Despite this recent surge, it hasn’t all been good news from the gold-mining industry. Gold miner Eldorado Gold Corp. (TSX:ELD)(NYSE:EGO) reported a massive fourth-quarter-2015 loss and suspended its dividend in response. This reflects the tough operating environment for gold miners and has left many investors and analysts questioning whether or not Eldorado is a worthwhile investment.
Now what?
Eldorado’s fourth-quarter results were far from impressive. It was weighed down by weak gold prices and problems with its projects in Greece; it reported a monster US$1.24 billion loss driven by write-downs largely from its projects in Greece.

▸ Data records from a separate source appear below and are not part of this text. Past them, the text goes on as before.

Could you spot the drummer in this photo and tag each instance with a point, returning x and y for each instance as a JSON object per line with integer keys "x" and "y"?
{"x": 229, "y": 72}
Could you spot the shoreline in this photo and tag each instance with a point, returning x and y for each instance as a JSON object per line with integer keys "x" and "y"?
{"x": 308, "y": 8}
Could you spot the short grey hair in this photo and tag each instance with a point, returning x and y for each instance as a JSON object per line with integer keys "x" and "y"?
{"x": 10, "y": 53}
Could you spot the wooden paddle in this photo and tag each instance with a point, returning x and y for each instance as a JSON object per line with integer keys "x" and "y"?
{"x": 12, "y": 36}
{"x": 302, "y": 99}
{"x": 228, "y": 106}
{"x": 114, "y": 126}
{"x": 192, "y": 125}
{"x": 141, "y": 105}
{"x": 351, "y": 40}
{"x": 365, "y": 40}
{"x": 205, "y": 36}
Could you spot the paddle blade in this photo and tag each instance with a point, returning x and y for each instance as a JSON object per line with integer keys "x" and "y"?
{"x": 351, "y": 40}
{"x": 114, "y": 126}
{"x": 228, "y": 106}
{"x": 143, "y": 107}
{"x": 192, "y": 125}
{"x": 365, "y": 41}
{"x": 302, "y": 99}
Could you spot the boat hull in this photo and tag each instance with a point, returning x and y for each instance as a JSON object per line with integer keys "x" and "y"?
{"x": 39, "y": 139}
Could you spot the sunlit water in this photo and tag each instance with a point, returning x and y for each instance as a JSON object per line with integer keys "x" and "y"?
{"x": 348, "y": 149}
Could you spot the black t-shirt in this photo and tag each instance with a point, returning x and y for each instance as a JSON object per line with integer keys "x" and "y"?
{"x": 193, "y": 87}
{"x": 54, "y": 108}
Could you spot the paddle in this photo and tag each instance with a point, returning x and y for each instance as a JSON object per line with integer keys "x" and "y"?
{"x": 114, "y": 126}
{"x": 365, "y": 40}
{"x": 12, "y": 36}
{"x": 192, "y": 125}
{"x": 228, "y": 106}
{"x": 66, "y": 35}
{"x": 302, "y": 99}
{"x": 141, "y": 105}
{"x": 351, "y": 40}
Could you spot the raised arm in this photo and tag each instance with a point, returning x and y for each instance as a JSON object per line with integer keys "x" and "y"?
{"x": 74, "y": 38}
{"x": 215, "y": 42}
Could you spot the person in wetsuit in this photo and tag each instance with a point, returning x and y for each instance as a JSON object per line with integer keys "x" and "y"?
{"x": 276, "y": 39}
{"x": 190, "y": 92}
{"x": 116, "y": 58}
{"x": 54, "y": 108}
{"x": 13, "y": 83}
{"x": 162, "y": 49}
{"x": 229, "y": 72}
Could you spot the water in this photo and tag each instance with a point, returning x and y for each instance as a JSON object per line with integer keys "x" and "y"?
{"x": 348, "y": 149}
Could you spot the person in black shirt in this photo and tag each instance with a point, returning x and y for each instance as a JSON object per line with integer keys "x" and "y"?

These projects are struggling to gain permitting and licensing approvals from the Greek government, forcing Eldorado to halt is operations in Greece. Despite the intense lobbying efforts of Eldorado, there are no signs that the attitude of the Greek government will change.
You see, the spectacular economic implosion of Greece in 2012 that almost caused it to leave the European Union coupled with severe economic austerity measures have made the country politically unstable. This instability helped the leftist Syriza Party come into power in 2014, and they have demonstrated considerable opposition to a range of mining projects.
This has substantially increased the risks associated with Eldorado’s projects in Greece, the most important of which is the Skouries project in northern Greece. These projects were a key part of Eldorado’s growth plans and, with no clear path forward, it appears they will be delayed for some time, despite a favourable ruling from the Greek Supreme Court on Eldorado’s Skouries project.
So what?
Eldorado’s fortunes are ultimately tied to the price of gold and, despite the recent rally, its outlook remains bleak. A strong U.S. dollar and the ongoing strength of the U.S. economy continues to weigh heavily on its price. To put it simply, the dollar and gold share an inverse relationship, which means that a strong dollar is negative for gold.
Then there are the recent hawkish comments from the Fed, which is considering further rate hikes this year. Not only would these support a higher U.S. dollar, but it would increase the opportunity-cost of holding a non-yielding asset such as gold.
Nonetheless, it is worth noting that Eldorado has particularly low all-in sustaining costs per ounce of gold mined. For 2015, these averaged US$842 per ounce–some of the lowest costs among its peers. This highlights that even if gold falls back below US$1,100 per ounce, or where it was at the start of 2016, it will remain profitable. Its balance sheet is also in good shape with US$288 million in cash and a mere US$6 million in debt.
Importantly, Eldorado has already swallowed the bitter pill associated with its Greek operations by clearing the decks through a series of massive write-downs.
While I am certainly not a fan of gold miners, with Eldorado’s stock down by almost 35% over the last year, it would appear that there is an opportunity for investors to dip their toes in the water.